In the 19th and early 20th century New Zealand painting was dominated by a conservative English style. Landscape was the primary genre. The earliest painters were mostly ‘amateurs’: schoolteachers, housewives, ministers, politicians and surveyors. Their main aim was not to produce works of art but to record information about places. The styles and formulas they employed had little to do with the reality of the New Zealand environment – and more to do with accepted European modes of viewing the landscape.
Towards the end of the 19th century the arrival of several influential professional painters from Europe invigorated the local art scene. In the first decades of the new century, many of New Zealand’s more ambitious and talented artists travelled to Europe to study modern developments, such as cubism and fauvism, at first hand. Some returned home, but many did not, feeling the artistic environment here was too conservative and unsupportive.

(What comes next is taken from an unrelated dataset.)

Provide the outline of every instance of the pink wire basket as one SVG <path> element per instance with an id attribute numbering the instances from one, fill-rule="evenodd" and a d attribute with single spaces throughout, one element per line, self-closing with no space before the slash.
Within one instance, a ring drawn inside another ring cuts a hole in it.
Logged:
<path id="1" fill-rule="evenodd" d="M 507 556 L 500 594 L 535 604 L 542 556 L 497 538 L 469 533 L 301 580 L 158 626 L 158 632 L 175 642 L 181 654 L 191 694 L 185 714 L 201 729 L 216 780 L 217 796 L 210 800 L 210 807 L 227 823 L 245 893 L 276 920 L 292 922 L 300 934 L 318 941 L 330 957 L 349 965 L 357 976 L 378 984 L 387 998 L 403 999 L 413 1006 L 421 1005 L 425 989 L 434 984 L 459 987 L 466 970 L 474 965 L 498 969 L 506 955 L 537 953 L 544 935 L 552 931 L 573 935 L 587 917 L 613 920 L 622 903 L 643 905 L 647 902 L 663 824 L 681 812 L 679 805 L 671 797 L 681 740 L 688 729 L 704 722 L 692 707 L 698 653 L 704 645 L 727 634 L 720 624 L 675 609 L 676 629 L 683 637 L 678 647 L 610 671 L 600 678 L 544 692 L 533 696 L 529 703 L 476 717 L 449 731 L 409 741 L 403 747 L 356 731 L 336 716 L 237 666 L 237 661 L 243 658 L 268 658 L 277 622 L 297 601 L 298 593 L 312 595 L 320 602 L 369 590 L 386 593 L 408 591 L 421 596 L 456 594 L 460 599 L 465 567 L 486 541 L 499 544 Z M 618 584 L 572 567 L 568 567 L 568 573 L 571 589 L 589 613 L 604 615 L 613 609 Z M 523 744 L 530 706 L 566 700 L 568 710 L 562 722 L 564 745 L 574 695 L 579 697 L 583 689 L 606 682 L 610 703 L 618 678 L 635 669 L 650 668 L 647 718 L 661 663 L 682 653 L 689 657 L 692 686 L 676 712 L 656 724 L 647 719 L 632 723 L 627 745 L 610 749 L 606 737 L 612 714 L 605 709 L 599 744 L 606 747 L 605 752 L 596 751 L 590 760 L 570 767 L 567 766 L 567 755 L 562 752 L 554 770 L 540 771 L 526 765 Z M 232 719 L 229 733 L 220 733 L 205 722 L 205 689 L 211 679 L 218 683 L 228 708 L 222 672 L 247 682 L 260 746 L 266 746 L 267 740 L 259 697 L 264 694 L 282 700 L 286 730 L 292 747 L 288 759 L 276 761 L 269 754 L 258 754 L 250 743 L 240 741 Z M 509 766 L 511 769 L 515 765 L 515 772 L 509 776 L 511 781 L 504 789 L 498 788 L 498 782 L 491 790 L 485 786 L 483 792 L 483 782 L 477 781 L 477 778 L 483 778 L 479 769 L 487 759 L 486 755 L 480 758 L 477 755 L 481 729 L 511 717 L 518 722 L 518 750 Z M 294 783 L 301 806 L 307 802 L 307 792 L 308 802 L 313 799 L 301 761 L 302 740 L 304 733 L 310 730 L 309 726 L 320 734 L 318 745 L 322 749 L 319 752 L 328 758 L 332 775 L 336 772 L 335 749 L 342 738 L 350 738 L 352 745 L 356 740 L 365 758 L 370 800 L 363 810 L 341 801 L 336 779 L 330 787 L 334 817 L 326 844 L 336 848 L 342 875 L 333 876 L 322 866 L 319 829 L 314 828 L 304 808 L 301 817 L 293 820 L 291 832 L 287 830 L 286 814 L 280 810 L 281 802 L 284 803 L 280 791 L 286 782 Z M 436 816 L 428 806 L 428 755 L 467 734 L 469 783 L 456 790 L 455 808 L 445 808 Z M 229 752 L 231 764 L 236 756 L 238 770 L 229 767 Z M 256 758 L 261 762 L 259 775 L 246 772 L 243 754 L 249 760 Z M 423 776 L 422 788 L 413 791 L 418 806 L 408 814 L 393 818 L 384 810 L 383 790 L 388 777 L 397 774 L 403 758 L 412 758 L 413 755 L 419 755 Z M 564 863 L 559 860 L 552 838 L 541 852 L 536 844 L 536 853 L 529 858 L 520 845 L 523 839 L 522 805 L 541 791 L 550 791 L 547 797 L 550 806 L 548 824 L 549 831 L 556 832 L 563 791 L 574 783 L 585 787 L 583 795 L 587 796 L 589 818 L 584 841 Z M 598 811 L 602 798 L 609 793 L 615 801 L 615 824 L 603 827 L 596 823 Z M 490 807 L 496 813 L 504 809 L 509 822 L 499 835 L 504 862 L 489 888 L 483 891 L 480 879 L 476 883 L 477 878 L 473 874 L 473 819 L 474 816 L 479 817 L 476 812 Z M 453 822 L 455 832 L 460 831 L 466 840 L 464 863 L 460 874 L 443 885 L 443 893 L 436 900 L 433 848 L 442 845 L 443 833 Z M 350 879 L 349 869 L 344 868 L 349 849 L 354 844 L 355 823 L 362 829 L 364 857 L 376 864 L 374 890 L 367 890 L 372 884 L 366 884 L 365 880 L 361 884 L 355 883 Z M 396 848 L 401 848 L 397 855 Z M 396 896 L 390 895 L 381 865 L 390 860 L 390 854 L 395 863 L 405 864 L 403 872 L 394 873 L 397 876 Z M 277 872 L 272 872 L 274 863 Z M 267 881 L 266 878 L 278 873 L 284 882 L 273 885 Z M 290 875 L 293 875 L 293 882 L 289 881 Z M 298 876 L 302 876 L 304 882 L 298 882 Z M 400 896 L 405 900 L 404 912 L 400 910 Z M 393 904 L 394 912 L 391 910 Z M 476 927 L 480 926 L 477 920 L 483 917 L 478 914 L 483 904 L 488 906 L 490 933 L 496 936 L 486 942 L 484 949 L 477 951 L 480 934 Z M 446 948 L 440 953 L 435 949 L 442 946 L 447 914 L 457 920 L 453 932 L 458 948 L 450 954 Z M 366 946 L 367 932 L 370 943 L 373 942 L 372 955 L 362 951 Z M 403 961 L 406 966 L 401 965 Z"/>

During the 1930s and 1940s New Zealand painting developed a more distinctive identity, expressed largely through the regionalist style. After the Second World War, understanding and knowledge of modern international art increased. There was greater freedom of travel, art magazines and books became readily available, colour reproduction improved, and touring exhibitions exposed New Zealand artists to more avante-garde art.
The postwar decades also saw the beginning of a renaissance of Māori nationalism and culture. Younger Māori artists began producing works that can be seen as a synthesis of Māori and European art forms and practices.